While the film has a brief part played by William H. Macy that unfortunately goes nowhere, toward the end of the film we finally get to see what the world would be like if Kermit had never been born. The "alternate" reality has Bitterman controlling everything, with the Muppet Theater gone for Club Dot, and everyone in substantially worse positions (homeless, worse jobs, etc.), except for maybe Beaker, who goes from the hapless squeaky-voiced "assistant" to the blissfully sadistic Dr. Honeydew to a deep-voiced bouncer.

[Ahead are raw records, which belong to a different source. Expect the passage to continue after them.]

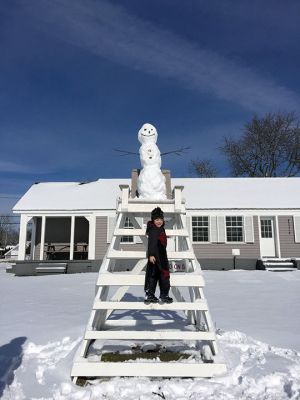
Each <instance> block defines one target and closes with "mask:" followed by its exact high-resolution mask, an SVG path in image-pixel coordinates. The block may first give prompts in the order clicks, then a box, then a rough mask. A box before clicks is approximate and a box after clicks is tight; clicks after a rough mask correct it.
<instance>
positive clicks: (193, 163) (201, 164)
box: [189, 159, 217, 178]
mask: <svg viewBox="0 0 300 400" xmlns="http://www.w3.org/2000/svg"><path fill="white" fill-rule="evenodd" d="M189 170H190V172H191V173H195V174H196V175H197V176H199V177H200V178H215V177H216V176H217V170H216V168H215V167H214V165H213V162H212V161H211V160H209V159H205V160H192V161H191V163H190V165H189Z"/></svg>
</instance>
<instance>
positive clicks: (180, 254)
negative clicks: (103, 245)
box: [71, 185, 226, 383]
mask: <svg viewBox="0 0 300 400" xmlns="http://www.w3.org/2000/svg"><path fill="white" fill-rule="evenodd" d="M120 189H121V197H120V198H119V201H118V204H117V209H116V225H115V228H114V232H113V236H112V240H111V243H110V245H109V247H108V249H107V253H106V255H105V257H104V259H103V262H102V265H101V268H100V270H99V276H98V279H97V283H96V295H95V299H94V303H93V306H92V311H91V315H90V318H89V321H88V324H87V328H86V331H85V334H84V338H83V342H82V344H81V348H80V349H79V350H80V353H79V352H78V355H77V356H76V357H75V361H74V364H73V367H72V371H71V376H72V378H73V381H74V382H75V383H76V382H77V380H78V378H80V377H81V378H85V379H89V378H100V377H112V376H148V377H212V376H216V375H219V374H223V373H224V372H226V366H225V364H224V363H223V362H222V360H221V361H220V355H219V354H218V348H217V339H216V333H215V329H214V325H213V323H212V319H211V316H210V312H209V308H208V304H207V301H206V299H205V297H204V293H203V287H204V279H203V276H202V273H201V268H200V265H199V263H198V261H197V259H196V257H195V254H194V251H193V247H192V244H191V240H190V238H189V233H188V230H187V228H186V223H185V220H186V217H185V213H186V211H185V202H184V200H183V198H182V190H183V187H182V186H175V187H174V189H173V194H172V198H171V199H168V200H165V201H159V202H157V201H145V200H139V199H138V198H131V197H130V190H129V186H127V185H120ZM157 206H159V207H161V209H162V210H163V212H164V214H165V218H166V220H168V219H169V220H170V227H169V228H170V229H166V234H167V236H168V237H169V238H174V239H175V249H172V250H173V251H170V250H168V258H169V260H170V262H171V263H172V262H173V266H175V267H176V265H178V263H179V264H180V265H181V266H184V268H182V267H181V268H180V272H173V273H172V272H171V274H170V282H171V292H172V295H173V297H174V302H173V303H172V304H148V305H146V304H144V302H143V298H141V297H138V298H136V297H134V296H132V295H131V296H128V293H129V290H130V287H135V289H137V288H138V287H139V288H140V292H141V293H143V287H144V278H145V272H143V269H144V268H145V266H146V264H147V259H146V248H147V238H146V236H145V228H143V226H141V217H142V218H147V219H149V216H150V213H151V211H152V209H153V208H155V207H157ZM126 218H130V221H131V222H132V225H133V228H132V229H124V228H123V227H124V222H125V220H126ZM122 236H123V237H124V236H127V237H128V236H136V237H140V239H141V241H142V242H143V244H144V246H145V250H144V251H136V250H131V251H127V250H122V249H121V246H120V242H121V238H122ZM128 260H131V261H132V263H133V264H132V266H131V267H130V268H128ZM122 261H124V262H126V268H127V270H123V271H121V270H120V268H119V267H117V266H118V265H119V266H120V265H122ZM126 294H127V296H126ZM126 297H127V299H126ZM128 300H130V301H128ZM126 313H127V316H128V315H129V314H130V318H125V319H124V314H125V316H126ZM178 313H179V314H180V320H179V319H176V318H170V316H171V317H172V316H174V315H176V314H178ZM160 314H164V315H163V318H162V317H160V318H157V315H158V316H159V315H160ZM166 315H167V316H168V317H166ZM126 341H127V342H128V343H129V344H130V346H131V348H132V345H133V344H134V343H140V344H142V343H143V342H144V341H146V343H149V342H150V343H153V344H154V345H156V343H166V344H168V343H177V344H179V347H180V344H185V343H193V344H194V346H195V349H196V351H194V356H193V355H191V356H190V357H189V358H188V359H181V358H180V357H179V358H178V359H177V360H175V361H172V362H168V361H162V360H160V358H159V356H158V357H156V358H155V359H152V360H149V359H147V360H145V359H143V357H139V355H138V356H137V359H134V358H133V359H130V355H129V359H128V360H127V362H126V361H121V360H120V359H118V357H115V359H114V360H113V361H112V360H105V361H104V358H105V357H104V355H105V354H107V350H104V351H101V348H102V349H105V343H109V344H110V345H111V348H113V344H114V343H116V344H120V343H122V344H123V343H126ZM97 342H99V343H100V350H99V349H98V350H97V351H96V352H95V351H91V348H92V347H94V344H95V343H97ZM138 347H139V348H141V347H143V346H142V345H140V346H138ZM125 353H126V352H125ZM127 353H128V352H127ZM195 353H196V356H195ZM197 354H198V356H197ZM119 358H120V357H119Z"/></svg>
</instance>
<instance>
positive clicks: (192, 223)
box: [189, 214, 212, 245]
mask: <svg viewBox="0 0 300 400" xmlns="http://www.w3.org/2000/svg"><path fill="white" fill-rule="evenodd" d="M189 217H190V222H189V225H190V232H191V234H190V236H191V241H192V243H195V244H200V245H204V244H211V243H212V242H211V234H210V227H211V222H210V219H211V215H205V214H204V215H203V214H201V215H200V214H199V215H194V214H191V215H189ZM193 217H207V218H208V241H207V242H200V241H199V242H198V241H195V240H193Z"/></svg>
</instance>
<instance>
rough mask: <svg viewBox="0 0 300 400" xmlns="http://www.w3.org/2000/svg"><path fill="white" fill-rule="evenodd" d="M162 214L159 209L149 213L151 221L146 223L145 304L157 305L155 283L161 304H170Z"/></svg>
mask: <svg viewBox="0 0 300 400" xmlns="http://www.w3.org/2000/svg"><path fill="white" fill-rule="evenodd" d="M164 226H165V222H164V213H163V211H162V210H161V208H160V207H156V208H155V209H154V210H152V212H151V221H149V222H148V223H147V230H146V235H148V252H147V257H148V264H147V269H146V276H145V292H146V296H145V303H146V304H150V303H158V298H157V297H155V289H156V285H157V281H158V282H159V289H160V301H161V303H172V302H173V299H172V298H171V297H169V290H170V272H169V261H168V256H167V250H166V248H167V236H166V232H165V228H164Z"/></svg>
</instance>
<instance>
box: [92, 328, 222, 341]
mask: <svg viewBox="0 0 300 400" xmlns="http://www.w3.org/2000/svg"><path fill="white" fill-rule="evenodd" d="M85 339H95V340H97V339H99V340H105V339H106V340H127V339H128V340H216V337H215V334H214V333H213V332H203V331H195V332H193V331H185V332H183V331H174V330H172V331H171V330H170V331H130V330H122V331H112V330H106V331H92V330H89V331H86V333H85Z"/></svg>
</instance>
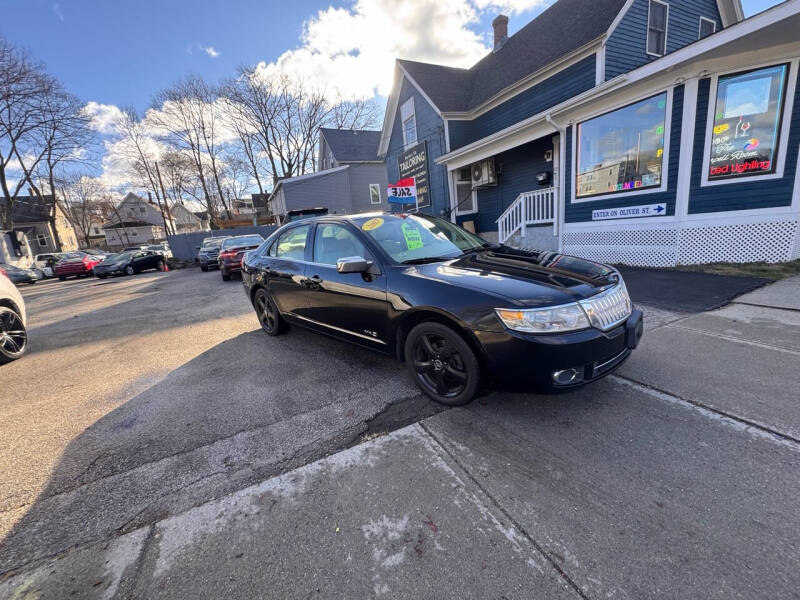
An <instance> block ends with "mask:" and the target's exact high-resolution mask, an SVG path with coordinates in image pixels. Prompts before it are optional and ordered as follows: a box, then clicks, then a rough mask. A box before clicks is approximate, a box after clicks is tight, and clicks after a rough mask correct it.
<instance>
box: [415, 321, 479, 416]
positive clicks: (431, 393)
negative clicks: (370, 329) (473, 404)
mask: <svg viewBox="0 0 800 600" xmlns="http://www.w3.org/2000/svg"><path fill="white" fill-rule="evenodd" d="M405 357H406V364H407V365H408V368H409V370H410V372H411V374H412V376H413V377H414V382H415V383H416V384H417V386H418V387H419V388H420V389H421V390H422V391H423V392H424V393H425V394H426V395H428V396H429V397H430V398H432V399H433V400H435V401H436V402H439V403H441V404H447V405H449V406H462V405H464V404H468V403H469V402H471V401H472V400H473V399H474V398H475V395H476V394H477V392H478V389H479V385H480V365H479V364H478V360H477V358H475V353H474V352H473V351H472V348H470V347H469V344H467V342H466V341H465V340H464V338H462V337H461V336H460V335H459V334H458V333H456V332H455V331H453V330H452V329H451V328H450V327H448V326H446V325H443V324H441V323H435V322H428V323H420V324H419V325H417V326H416V327H414V328H413V329H412V330H411V332H410V333H409V334H408V337H407V338H406V345H405Z"/></svg>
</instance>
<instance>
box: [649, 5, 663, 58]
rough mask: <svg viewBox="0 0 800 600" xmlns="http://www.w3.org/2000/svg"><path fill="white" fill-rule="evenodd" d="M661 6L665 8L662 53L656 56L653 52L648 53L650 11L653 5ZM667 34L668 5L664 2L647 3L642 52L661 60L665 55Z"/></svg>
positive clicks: (654, 53) (649, 28) (649, 55)
mask: <svg viewBox="0 0 800 600" xmlns="http://www.w3.org/2000/svg"><path fill="white" fill-rule="evenodd" d="M654 2H655V3H656V4H661V5H662V6H666V7H667V14H666V15H665V17H664V52H662V53H661V54H656V53H655V52H650V9H651V8H653V3H654ZM668 32H669V3H668V2H664V0H649V2H648V3H647V37H646V38H645V42H644V51H645V52H646V53H647V55H648V56H657V57H658V58H661V57H662V56H666V55H667V33H668Z"/></svg>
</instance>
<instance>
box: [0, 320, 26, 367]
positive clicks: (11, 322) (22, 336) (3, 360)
mask: <svg viewBox="0 0 800 600" xmlns="http://www.w3.org/2000/svg"><path fill="white" fill-rule="evenodd" d="M27 349H28V331H27V330H26V329H25V325H23V324H22V317H20V316H19V315H18V314H17V313H16V312H15V311H13V310H11V309H10V308H8V307H7V306H0V365H2V364H5V363H7V362H11V361H12V360H17V359H18V358H20V357H21V356H22V355H23V354H25V351H26V350H27Z"/></svg>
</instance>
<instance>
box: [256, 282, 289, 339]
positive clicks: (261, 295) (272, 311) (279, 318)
mask: <svg viewBox="0 0 800 600" xmlns="http://www.w3.org/2000/svg"><path fill="white" fill-rule="evenodd" d="M253 307H254V308H255V309H256V315H257V316H258V322H259V323H261V329H263V330H264V332H265V333H266V334H267V335H273V336H274V335H280V334H281V333H283V332H284V331H286V321H284V320H283V317H282V316H281V312H280V311H279V310H278V307H277V305H276V304H275V301H274V300H273V299H272V298H271V297H270V295H269V294H268V293H267V292H266V290H263V289H260V290H258V291H257V292H256V295H255V297H254V298H253Z"/></svg>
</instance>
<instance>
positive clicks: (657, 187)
mask: <svg viewBox="0 0 800 600" xmlns="http://www.w3.org/2000/svg"><path fill="white" fill-rule="evenodd" d="M673 91H674V88H672V87H670V88H667V89H662V90H656V91H654V92H652V91H651V92H650V93H647V94H645V95H643V96H641V97H639V98H638V99H634V100H631V101H625V103H624V104H620V105H618V106H617V107H616V108H612V109H611V110H601V111H598V112H597V113H595V114H594V115H593V116H587V117H585V118H583V119H582V120H581V122H586V121H590V120H592V119H594V118H596V117H600V116H603V115H606V114H609V113H611V112H615V111H617V110H619V109H622V108H625V107H627V106H630V105H631V104H636V103H637V102H641V101H642V100H647V99H648V98H653V97H655V96H658V95H660V94H663V93H664V92H666V94H667V105H666V106H665V107H664V111H665V114H664V156H663V157H662V167H661V185H659V186H658V187H657V188H648V189H646V190H638V191H636V190H633V191H630V190H629V191H620V192H615V193H611V194H602V195H597V196H589V197H587V198H578V194H577V185H576V183H577V179H578V163H577V152H578V143H577V139H578V127H579V126H580V123H575V125H574V126H573V127H572V168H571V169H570V171H571V173H570V186H571V187H570V190H571V191H570V197H571V198H572V200H571V204H581V203H583V202H596V201H600V200H612V199H616V198H620V199H623V198H633V197H635V196H644V195H647V194H659V193H663V192H666V191H667V189H668V186H669V163H670V158H671V157H670V154H671V152H670V140H671V138H672V101H673ZM676 158H678V157H676ZM622 201H624V200H622ZM660 218H663V217H660Z"/></svg>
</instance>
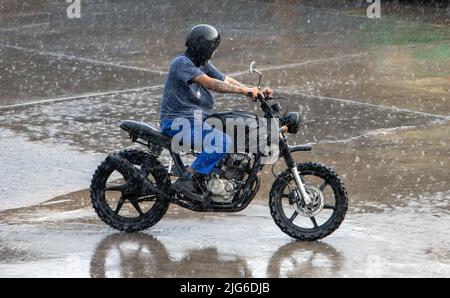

Of course, the impracticality of Kermit finding the fate of his friends (Rowlf and Pepe are missing) within 5 miles of each other is noticeable if you remember anything about the 1976 The Muppet Movie where Kermit finds everyone along the road, and clearly the movie hasn't forgotten the film either, making reference to the "Rainbow Connection" lyrics ("for the lovers, the dreamers, and you") as well as a reference to Doc Hopper, the villain of The Muppet Movie who seems to have gotten his wish for a successful chain of fried frog leg restaurants.
In the end, It's a Very Merry Muppet Christmas Movie stands as a decent made-for-TV Christmas movie, even if there are weird parts, plot holes, and trying too hard to be clever. It also marked the end of an era, as less than two years later, The Jim Henson Company sold the Muppets to Disney, meaning the Muppets would no longer be a free agent partnering with whatever corporate partner they could find for a truly diverse range of crossovers.